Kolumnen_Miststück der Woche II, Pt. 75/II

Back in the saddle

Anläßlich der Jubiläumsausgabe präsentiert Manfred Prescher die Tracks 11 bis 20 seiner fiktiven Country-Compilation. Yeeha!    26.10.2009

Man kennt das ja: Langsam quält man sich aus dem Bett - und noch ehe man sich damit beschäftigen kann, mit Schwung und Elan in den Tag einzugreifen, wird man schon überrollt. Unter der Dusche, beim Rasieren, beim Frühstücken, im Auto: Immer hat man dieses eine Lied auf den Lippen, summt es vor sich hin, nervt damit die Umgebung. Dabei weiß man nicht mal, wie es dieses Miststück von Song überhaupt geschafft hat, die Geschmackskontrollen zu überwinden.
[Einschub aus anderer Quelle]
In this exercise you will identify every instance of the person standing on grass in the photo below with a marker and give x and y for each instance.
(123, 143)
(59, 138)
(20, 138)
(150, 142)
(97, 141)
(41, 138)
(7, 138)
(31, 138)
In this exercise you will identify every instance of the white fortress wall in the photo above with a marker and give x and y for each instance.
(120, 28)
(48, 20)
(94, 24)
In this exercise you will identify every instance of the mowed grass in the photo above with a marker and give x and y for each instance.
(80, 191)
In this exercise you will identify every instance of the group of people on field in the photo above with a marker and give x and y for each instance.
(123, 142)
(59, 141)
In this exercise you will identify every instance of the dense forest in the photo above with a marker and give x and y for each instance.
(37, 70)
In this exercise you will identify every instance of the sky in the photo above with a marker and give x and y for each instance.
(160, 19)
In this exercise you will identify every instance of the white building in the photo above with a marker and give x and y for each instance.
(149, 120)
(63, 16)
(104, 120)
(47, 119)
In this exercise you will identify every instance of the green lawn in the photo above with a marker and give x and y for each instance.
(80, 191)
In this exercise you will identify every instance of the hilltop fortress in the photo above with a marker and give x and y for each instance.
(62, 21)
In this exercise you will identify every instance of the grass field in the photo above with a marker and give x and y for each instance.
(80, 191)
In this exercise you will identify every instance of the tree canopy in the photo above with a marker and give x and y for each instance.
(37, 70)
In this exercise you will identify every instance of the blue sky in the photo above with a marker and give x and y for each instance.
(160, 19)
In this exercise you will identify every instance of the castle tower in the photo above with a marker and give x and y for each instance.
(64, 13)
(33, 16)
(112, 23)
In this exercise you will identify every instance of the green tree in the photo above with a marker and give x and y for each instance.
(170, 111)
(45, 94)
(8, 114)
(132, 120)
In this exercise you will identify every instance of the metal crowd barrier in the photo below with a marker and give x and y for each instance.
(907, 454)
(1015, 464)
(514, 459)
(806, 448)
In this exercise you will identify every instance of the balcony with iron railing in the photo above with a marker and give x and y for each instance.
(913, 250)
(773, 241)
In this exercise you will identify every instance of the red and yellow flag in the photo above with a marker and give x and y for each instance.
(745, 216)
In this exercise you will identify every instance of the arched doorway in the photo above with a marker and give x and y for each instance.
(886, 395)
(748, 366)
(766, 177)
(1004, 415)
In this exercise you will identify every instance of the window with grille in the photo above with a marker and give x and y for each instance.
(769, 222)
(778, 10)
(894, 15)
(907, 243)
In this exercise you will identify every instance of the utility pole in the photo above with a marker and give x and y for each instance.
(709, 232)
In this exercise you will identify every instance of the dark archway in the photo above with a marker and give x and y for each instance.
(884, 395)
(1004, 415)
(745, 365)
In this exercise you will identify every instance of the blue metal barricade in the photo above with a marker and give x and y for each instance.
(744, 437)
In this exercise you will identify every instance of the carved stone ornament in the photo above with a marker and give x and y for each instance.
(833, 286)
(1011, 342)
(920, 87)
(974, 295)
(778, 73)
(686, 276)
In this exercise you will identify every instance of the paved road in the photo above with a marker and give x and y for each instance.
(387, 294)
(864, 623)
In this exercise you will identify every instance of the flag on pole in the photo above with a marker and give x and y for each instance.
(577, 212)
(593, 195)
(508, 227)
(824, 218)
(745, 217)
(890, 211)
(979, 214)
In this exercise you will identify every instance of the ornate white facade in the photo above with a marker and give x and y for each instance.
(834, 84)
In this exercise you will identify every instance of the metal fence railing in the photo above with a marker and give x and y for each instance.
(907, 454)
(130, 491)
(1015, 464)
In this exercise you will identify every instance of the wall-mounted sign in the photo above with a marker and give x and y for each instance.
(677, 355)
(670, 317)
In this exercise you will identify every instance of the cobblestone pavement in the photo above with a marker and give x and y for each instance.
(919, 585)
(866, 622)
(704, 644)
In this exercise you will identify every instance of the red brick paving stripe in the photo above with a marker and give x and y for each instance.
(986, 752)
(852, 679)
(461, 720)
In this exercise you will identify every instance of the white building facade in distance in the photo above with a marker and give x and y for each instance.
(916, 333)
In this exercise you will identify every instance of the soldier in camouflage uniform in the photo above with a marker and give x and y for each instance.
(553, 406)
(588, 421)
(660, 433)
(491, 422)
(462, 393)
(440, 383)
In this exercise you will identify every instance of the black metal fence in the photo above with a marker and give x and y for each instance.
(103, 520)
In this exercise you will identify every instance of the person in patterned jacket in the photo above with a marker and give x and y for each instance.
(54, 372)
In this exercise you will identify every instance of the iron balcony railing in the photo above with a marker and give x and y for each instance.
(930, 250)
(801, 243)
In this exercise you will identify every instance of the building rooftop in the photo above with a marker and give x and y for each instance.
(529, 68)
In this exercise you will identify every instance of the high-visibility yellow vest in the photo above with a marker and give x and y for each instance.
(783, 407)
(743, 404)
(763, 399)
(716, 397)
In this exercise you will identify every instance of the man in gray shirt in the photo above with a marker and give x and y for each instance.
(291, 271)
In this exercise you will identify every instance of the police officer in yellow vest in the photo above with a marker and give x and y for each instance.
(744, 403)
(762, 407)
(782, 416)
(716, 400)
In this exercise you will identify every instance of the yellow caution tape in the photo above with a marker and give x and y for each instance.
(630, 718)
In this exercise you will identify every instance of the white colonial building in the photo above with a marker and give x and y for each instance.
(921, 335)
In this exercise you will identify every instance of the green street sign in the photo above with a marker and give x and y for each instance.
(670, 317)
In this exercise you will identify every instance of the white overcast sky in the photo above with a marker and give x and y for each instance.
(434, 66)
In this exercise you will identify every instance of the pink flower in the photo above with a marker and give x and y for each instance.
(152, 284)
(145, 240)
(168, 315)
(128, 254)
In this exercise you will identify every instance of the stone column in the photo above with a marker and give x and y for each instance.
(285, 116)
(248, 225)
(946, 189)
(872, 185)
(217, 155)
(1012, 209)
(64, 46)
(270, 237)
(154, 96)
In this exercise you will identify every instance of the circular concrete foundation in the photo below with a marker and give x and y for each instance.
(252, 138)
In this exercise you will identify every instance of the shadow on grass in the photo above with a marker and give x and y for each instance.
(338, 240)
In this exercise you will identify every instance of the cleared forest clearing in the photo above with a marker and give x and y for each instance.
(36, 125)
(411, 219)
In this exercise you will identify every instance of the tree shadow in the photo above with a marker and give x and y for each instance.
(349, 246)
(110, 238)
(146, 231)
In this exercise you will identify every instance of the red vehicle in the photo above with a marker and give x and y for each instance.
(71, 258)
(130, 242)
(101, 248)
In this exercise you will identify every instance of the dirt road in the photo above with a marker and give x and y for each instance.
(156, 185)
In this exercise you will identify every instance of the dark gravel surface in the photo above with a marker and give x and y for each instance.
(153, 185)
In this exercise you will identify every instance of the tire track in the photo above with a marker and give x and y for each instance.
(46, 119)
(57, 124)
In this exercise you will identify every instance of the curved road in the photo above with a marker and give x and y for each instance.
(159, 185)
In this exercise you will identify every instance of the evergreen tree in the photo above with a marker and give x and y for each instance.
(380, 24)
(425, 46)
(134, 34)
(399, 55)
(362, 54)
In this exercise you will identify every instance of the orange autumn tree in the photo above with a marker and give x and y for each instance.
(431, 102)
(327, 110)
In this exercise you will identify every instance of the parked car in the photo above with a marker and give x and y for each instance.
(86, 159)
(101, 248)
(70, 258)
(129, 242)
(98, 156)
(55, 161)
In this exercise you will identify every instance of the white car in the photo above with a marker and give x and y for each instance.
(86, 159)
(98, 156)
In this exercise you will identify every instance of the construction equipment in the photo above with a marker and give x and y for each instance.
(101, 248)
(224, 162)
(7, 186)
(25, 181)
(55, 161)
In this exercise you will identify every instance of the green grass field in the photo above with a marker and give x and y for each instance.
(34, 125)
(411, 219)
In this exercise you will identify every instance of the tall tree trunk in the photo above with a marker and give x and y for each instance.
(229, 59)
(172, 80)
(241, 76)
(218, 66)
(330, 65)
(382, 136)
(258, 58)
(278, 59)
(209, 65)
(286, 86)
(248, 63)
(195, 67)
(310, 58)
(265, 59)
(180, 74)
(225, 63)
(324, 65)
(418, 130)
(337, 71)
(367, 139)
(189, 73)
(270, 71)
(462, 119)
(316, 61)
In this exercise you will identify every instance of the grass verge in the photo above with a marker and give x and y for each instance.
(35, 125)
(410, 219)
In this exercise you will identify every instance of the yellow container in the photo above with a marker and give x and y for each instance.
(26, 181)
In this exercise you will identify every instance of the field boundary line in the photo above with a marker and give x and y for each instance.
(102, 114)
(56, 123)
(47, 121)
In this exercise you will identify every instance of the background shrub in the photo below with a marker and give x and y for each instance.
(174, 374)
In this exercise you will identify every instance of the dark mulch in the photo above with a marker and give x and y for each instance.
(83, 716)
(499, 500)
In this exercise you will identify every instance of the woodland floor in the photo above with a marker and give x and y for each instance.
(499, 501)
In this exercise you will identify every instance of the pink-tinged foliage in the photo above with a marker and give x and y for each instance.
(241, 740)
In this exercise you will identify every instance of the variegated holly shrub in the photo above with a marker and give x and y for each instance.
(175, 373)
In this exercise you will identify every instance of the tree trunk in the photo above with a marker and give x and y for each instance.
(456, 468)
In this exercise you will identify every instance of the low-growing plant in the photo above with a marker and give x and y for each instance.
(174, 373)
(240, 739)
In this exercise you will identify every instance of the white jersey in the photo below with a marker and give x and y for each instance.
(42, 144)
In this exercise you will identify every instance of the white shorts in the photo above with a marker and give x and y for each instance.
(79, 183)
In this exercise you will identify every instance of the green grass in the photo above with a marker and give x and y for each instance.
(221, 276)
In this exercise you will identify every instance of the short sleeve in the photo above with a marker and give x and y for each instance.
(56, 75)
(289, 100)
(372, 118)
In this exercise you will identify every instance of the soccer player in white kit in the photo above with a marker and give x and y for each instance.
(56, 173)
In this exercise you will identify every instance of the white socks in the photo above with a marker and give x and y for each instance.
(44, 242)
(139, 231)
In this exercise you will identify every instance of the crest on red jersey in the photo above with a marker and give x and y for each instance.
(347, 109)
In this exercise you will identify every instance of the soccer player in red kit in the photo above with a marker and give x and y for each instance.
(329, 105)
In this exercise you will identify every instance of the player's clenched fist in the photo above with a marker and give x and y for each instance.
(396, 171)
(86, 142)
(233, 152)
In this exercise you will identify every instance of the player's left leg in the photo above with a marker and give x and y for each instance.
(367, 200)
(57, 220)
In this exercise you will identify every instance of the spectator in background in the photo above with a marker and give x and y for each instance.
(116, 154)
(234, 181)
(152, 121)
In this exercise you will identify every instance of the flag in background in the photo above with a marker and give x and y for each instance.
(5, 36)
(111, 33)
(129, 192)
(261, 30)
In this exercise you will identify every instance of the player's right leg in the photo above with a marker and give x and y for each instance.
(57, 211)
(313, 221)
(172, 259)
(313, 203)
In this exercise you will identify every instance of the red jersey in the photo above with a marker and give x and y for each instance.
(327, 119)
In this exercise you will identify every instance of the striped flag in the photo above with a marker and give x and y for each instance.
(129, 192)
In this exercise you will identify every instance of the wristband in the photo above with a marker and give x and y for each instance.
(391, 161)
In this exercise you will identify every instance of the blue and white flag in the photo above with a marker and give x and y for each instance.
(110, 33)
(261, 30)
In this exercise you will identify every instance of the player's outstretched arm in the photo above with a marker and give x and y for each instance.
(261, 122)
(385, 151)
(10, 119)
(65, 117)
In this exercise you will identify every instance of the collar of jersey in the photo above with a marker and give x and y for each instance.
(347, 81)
In dieser Kolumne geht es um solch perfide Lieder.

 

Am Anfang schuf Gott das "Miststück" - und nun wird es bereits 175 Ausgaben alt. Wir feiern dieses Ereignis von fast schon biblischer Tragweite mit einem Blick auf eine Musikrichtung, die ebenfalls schon lange nicht mehr neu ist. Lesen Sie hier den ersten Teil.


Redaktioneller Hinweis: Lesen Sie auch Manfred Preschers E-Book für die Ewigkeit: Verdammtes Miststück! Die ersten 200 Pop-Kolumnen aus dem EVOLVER

Manfred Prescher

11. Patsy Cline - I Fall To Pieces (1961)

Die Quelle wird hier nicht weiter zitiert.